Are we truly hearing our trainees, or helping them make sense of what they hear?
In SEND, confidence and the quiet power of mentoring in Initial Teacher Training, the importance of listening to the voices of trainees and Early Career Teachers (ECTs) was explored. The question was a simple one: are they being heard? My Masters research suggests that, in many cases, the answer is “yes”, but with an important caveat. Being heard is not the same as being understood, and it is certainly not the same as shaping practice. This is where the role of the mentor can evolve, from listener to sense maker.
Listening is not enough
Across the study, mentees consistently described the value of mentors who were approachable, empathetic and willing to listen. They spoke positively about relationships where they felt safe to share concerns, reflect honestly and ask questions. In many cases, mentoring was rated as effective or highly effective in meeting their needs.
However, when exploring the substance of mentoring conversations, a more complex picture emerged. Mentors often set the agenda. They frequently dominated the dialogue, sometimes speaking for the majority of the session. Even in relationships where trust was strong, the mentee’s voice would remain present, but not always influential.
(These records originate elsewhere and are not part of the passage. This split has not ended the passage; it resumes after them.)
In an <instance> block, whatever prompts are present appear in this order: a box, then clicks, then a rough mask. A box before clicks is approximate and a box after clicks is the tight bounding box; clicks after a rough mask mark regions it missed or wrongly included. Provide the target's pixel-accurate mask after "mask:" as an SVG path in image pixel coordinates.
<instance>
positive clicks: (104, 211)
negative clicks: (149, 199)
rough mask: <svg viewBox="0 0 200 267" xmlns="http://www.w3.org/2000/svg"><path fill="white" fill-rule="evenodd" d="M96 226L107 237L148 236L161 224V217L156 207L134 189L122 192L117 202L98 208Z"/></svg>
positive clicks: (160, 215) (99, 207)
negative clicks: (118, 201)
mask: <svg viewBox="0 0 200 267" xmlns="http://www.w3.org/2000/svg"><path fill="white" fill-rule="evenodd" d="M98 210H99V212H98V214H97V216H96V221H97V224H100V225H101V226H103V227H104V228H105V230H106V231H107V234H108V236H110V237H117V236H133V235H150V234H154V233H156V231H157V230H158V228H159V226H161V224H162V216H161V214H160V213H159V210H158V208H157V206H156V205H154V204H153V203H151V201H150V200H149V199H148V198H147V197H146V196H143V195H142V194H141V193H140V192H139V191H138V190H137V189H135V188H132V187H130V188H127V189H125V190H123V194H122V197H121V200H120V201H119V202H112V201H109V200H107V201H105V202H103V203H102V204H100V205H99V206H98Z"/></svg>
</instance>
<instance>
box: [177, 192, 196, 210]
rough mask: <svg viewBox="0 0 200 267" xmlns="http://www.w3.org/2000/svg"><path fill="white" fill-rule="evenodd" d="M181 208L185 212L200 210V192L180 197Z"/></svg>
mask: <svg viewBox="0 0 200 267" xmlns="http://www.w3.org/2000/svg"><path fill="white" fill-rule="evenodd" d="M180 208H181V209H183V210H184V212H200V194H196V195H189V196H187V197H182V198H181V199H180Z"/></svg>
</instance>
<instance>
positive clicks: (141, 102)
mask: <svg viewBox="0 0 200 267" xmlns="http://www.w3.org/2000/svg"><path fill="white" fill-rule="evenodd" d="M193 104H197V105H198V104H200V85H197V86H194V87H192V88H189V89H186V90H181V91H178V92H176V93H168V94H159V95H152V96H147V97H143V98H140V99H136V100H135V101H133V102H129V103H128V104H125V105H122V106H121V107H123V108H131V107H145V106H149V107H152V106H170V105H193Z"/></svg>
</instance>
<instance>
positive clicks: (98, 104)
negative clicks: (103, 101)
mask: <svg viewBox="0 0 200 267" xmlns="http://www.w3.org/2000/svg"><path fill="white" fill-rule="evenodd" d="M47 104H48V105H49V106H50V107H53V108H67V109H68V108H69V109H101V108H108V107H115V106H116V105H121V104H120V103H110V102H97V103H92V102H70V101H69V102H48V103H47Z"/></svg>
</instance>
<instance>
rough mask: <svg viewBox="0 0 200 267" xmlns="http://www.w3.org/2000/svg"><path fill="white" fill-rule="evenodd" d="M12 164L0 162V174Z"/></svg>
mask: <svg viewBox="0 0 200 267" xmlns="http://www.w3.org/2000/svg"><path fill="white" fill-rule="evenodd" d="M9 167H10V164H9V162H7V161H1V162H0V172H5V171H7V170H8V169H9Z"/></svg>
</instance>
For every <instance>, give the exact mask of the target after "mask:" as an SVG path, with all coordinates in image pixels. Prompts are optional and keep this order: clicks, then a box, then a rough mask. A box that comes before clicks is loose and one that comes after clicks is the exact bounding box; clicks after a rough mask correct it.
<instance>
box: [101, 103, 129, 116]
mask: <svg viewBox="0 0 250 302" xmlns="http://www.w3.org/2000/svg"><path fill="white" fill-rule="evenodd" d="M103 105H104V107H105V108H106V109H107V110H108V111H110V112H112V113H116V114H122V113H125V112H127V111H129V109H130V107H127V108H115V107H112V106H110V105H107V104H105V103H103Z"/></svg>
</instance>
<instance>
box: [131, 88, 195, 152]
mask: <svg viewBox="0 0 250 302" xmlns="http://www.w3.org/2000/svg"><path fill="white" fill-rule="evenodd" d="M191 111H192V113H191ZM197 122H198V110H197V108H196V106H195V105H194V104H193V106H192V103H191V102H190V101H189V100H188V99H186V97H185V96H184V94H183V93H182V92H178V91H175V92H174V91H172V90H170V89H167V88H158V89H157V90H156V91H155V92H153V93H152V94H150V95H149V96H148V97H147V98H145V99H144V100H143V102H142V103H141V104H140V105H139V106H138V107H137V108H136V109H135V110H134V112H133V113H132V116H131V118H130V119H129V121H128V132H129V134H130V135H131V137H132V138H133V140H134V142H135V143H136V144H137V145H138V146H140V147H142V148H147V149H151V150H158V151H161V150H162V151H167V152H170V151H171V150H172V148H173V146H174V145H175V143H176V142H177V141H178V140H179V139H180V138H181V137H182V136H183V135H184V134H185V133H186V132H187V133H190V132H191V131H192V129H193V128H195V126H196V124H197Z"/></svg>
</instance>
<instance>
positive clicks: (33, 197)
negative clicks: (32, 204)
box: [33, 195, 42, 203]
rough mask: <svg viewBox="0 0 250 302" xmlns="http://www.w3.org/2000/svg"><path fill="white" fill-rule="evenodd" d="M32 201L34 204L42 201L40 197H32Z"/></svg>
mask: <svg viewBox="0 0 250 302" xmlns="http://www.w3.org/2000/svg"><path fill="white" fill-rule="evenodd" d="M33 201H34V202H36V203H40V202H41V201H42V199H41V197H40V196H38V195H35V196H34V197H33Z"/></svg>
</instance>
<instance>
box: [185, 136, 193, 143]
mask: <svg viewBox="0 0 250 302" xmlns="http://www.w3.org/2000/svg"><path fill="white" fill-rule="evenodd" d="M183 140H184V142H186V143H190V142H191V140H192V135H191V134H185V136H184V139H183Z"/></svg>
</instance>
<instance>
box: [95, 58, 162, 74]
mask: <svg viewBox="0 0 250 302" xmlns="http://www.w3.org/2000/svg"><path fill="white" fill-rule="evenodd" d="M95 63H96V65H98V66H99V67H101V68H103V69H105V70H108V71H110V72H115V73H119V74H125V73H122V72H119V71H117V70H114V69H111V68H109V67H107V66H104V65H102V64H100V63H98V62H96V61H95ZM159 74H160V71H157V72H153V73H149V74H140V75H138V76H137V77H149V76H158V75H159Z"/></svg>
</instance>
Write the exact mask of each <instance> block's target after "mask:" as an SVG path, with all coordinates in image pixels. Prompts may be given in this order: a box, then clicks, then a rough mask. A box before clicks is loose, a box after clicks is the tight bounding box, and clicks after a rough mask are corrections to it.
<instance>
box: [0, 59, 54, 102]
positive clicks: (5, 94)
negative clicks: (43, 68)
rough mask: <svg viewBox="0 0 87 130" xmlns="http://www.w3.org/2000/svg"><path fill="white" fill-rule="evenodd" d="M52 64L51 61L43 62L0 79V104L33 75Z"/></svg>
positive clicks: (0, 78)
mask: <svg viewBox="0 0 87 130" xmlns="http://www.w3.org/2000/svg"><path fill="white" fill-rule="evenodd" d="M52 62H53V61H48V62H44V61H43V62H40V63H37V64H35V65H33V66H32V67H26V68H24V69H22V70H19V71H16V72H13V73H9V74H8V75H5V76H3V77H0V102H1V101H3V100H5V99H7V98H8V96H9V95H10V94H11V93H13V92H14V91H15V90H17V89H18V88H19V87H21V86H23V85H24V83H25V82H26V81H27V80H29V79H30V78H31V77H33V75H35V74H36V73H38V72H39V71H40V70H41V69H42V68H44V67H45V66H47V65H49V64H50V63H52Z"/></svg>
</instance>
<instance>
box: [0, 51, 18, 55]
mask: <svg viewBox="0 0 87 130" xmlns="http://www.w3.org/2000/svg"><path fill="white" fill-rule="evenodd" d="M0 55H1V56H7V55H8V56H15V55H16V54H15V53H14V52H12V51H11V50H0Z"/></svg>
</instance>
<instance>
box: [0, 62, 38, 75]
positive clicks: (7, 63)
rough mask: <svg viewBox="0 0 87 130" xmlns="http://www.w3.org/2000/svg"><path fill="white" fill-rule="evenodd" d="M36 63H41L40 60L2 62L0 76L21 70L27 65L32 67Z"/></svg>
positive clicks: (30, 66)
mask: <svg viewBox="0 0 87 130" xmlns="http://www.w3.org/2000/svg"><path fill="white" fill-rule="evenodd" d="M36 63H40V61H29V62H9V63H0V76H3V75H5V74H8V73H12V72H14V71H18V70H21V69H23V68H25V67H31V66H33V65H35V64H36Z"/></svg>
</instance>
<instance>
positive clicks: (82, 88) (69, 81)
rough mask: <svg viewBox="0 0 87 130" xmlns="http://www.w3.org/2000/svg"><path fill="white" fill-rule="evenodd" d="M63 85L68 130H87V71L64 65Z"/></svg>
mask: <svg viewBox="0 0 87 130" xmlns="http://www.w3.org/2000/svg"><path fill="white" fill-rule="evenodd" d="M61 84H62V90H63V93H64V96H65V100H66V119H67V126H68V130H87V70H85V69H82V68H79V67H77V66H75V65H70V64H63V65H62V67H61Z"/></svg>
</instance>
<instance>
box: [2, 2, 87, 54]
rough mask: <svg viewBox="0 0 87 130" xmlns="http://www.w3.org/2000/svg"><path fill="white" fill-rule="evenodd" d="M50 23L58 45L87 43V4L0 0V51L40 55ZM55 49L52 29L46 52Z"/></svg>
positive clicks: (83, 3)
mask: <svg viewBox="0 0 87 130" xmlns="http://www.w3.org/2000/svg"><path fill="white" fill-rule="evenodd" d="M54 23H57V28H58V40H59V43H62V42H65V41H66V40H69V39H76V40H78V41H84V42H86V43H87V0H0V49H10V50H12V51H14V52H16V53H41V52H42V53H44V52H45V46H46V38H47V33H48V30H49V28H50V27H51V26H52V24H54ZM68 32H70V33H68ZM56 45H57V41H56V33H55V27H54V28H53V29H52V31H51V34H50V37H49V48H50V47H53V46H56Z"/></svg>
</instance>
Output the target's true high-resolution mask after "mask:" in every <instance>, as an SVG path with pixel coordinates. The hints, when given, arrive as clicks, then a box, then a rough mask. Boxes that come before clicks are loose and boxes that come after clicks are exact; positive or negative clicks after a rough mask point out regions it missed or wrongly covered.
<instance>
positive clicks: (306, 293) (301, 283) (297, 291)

This highlights a subtle but critical shift we need to make. If mentoring is to be genuinely developmental, the mentee’s voice must do more than exist; it must inform, shape and drive the professional learning process.
The mentor as sense maker
The idea of the mentor as a “sense maker” offers a helpful lens here. Early career teachers operate within a complex environment: competing priorities, implicit expectations, evolving pedagogy, accountability pressures and the unwritten rules of school life. For many, the challenge is not a lack of information, it is too much information without coherence.
This is where the mentor adds value.
A sense making mentor does not simply provide answers. They help the mentee interpret experience, connect theory to practice and navigate ambiguity. They act as a translator between frameworks (such as the ITTECF), school context and the lived reality of the classroom.
This aligns closely with one of the strongest themes to emerge from the research: mentors who “nudged” rather than directed were seen as more effective. They resisted the temptation to solve problems and instead helped mentees make sense of them for themselves.
Clarity as the bridge
At the heart of this process sits the concept of clarity. The Clarity Model developed through the research offers a practical framework for embedding sense making into mentoring:
- Communication: Open, explicit conversations about expectations, needs and purpose
- Listen: Active, intentional listening—not just hearing but seeking to understand
- Agree: Shared understanding of strengths, next steps and priorities
- Read: Connecting discussion to wider thinking and evidence
- Insightful: A solution-focused approach that looks beyond the immediate issue
- Time: Protecting space for preparation, reflection and dialogue
- Your voice: Ensuring the mentee’s perspective drives the process
Clarity is not about simplification, it is about making complexity manageable. Providing the structure through which mentors can help mentees interpret their experiences and act on them with confidence.
The conditions for sense making
The research identified several conditions that enable mentors to operate effectively in this way:
- Time: both the most powerful enabler and the most consistent barrier
- Trust: built through honesty, consistency and relational depth
- Advocacy: mentors acting as champions, helping mentees navigate systems and expectations
- Interpersonal skill: communication, empathy and the ability to manage difficult conversations
- Supervision: the often overlooked need for mentors themselves to be supported and developed
Without these conditions, mentoring risks becoming procedural, potentially focused on compliance rather than growth.
A shift in mindset
To move towards mentoring as sense making, we need a shift in mindset at all levels of the system.
For mentors, it means letting go of control and embracing the uncertainty of dialogue. It means asking more thoughtful questions rather than simply offering answers.
For organisations, it means recognising mentoring as a relational, developmental process, not a task to be completed. Time, training and supervision are not luxuries; they are essential.
For mentees, it means stepping into their role as active participants. The evidence is clear: when mentees take ownership of the conversation: speaking more, questioning more, reflecting more, the impact is significantly greater.
From being heard to being understood
Ultimately, the evolution from “voice” to “sense making” is about depth.
It is not enough for mentees to feel heard. They must feel understood, empowered and able to act. The mentor, in turn, becomes more than a guide or facilitator, they become a partner in thinking.
As one participant in the research reflected, mentoring is about “those stepping stones on the teaching journey.” The role of the mentor as sense maker ensures that those stepping stones are not just placed, but interpreted, navigated and built upon.
In doing so, we move closer to mentoring that truly develops teachers, not just supports them.